But these theoretical reflections become less frequent as the work of filling the house intensifies. As the pieces of furniture arrive, they occupy a provisional place before being shifted to another; their arrangements keep altering in a game of trial and error that resembles the evolution of species. The interior landscape is gradually stabilized. When the curtains are hung, it is as if light were being installed as well, in the form of weightless receptacles of air. Now the work continues into the night, with the hanging of chandeliers, the placement of candlesticks and lamps, the dance of the shadows renewing and transforming the beauties of the day.

The priest feels that the voyage to the center is accelerating when the household items, which he refers to humorously as the “party decorations,” begin to arrive in crates and containers, piling up like new pharaonic pyramids. Vases, tablecloths, paintings, tableware, ornaments. The systematic provision of wide variety continues. China and crystal alternate with rustic crockery, silver cutlery with dark bronze. There is a suitable cup or glass on a shelf somewhere for every conceivable hot or cold drink; there is a vase, Ming or other, to show every kind of flower to its best effect. Ostentation is, of course, to be avoided. But that’s tricky, because concealing it only magnifies the effect. The money spent so far, though it comes to a very large sum, is a trifle compared to what is yet to be spent on works of art: paintings by old masters, hung in elegant isolation, given places of honor, or almost hidden, as if the visitor were being invited to search them out; watercolors in certain bedrooms, delicate representations of plants, or seascapes, or mountains, or little household scenes from days gone by; old engravings; and the silent presence of sculptures, half hidden behind armchairs, illuminating a corner or setting off a view through open doors. The folding panels of the decorative screens, their movement stilled, burst with flowers, stags, or flying bodhisattvas.

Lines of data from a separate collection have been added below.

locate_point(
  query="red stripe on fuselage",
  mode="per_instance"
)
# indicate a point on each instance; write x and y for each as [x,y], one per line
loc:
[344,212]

The aesthetic aspect is no more than that: an aspect. And there are others to attend to: mattresses, bedclothes, heaters, cleaning equipment, supplies for the kitchens and the bathrooms. When the priest takes possession of a consignment of Brazilian soap, and runs his fingers along the edge of a cake, appreciating its verdant Amazonian smoothness, he feels that he is very close to that center where life is happening already. And he comes even closer when he puts bouquets of fresh flowers in the vases, and food in the pantry. . And closer still, or so he feels, when he begins to fill the library shelves. He doesn’t want his successor to subtract, for the purchase of books, so much as a peso from the funds to be used in fulfilling his sacred duty to assist the poor, so he buys enough reading material to last a lifetime. Choosing isn’t difficult: classics, encyclopedias, novels, poetry, history, science. Arranging the thousands of volumes, he loses himself in daydreams about the future reader, and as he anticipates his tastes, his interests, his progression from one book to another, his reactions to this or that novel, to a line from a favorite poet or a philosopher’s argument, he forms a clearer picture of the man for whom he is working, and feels that he can see him already, wearing the halo of sanctity prepared by his predecessor, adored by his parishioners upon whom he showers gifts of the purest, most abundant charity, keeping nothing back for himself (because all his needs have been met).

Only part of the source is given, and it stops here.